CMPF104: Data Cleaning and Preprocessing: Data science and Data Anaytics: Programming For Foundation In Engineering, Assignment, UNITEN, Malaysia
| University | Universiti Tenaga Nasional (UNITEN) |
| Subject | CMPF104: Programming For Foundation In Engineering |
Data science and Data Anaytics
Download the dataset from BRIGHTEN. If your student ID ends with an odd number, select Concrete_Data_A dataset, and if your student ID ends with an even number, select Concrete_Data_B dataset. Using the Python attributes, function and libraries to solve the following problems.

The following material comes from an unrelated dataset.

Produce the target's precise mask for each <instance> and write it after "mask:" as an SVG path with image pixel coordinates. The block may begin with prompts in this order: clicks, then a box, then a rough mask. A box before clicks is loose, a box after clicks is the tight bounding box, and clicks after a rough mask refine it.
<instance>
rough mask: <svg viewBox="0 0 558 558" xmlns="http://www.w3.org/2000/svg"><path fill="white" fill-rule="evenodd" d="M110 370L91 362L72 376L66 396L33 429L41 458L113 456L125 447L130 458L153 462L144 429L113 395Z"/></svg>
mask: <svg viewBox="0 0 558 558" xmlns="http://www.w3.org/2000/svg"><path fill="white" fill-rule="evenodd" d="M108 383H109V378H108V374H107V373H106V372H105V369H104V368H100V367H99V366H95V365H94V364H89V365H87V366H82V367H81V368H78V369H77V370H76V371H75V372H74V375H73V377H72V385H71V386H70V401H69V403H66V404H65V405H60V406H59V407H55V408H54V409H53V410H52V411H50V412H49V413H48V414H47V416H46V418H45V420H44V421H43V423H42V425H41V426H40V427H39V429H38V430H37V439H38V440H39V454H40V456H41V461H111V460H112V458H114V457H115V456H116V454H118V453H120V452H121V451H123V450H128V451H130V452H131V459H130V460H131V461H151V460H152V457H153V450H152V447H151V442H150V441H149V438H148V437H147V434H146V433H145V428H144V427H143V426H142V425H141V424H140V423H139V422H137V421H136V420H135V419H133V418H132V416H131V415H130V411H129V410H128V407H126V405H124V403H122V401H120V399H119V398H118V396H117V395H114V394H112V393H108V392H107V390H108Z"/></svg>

a) Data Cleaning and Preprocessing:
- Use Pandas to load the dataset. Name the dataframe as concrete_df_XXX.
- Remove ‘Number’ column using .drop() function and visualize the first ten (10)
rows of the data. - Handle any missing values by dropping or replacing the empty cells. Check for missing values using functions like .info() or .isnull().sum()
- Convert the data frame to array, using to_numpy() function.
- Divide the data into two sets of data with division of 80% and 20% for train and test data, respectively. Name the dataset as train_data_XXX and test_data_XXX
b) Data Analysis:
- Calculate the correlation between the variables in the dataframe.
- Utilize NumPy and Pandas to calculate summary statistics of the data such as
maximum, minimum, standard deviation, average, median and mode of each
category. - Use Pandas functions like .describe() for an overview of summary statistics and apply NumPy functions for specific calculations.
c) Visualization:
- Use Matplotlib to create visualizations such as line plots for train and test data
across all categories. - Generate histogram plots and box plots for all variables.
- Ensure that the visualizations are clear, informative, and aesthetically pleasing.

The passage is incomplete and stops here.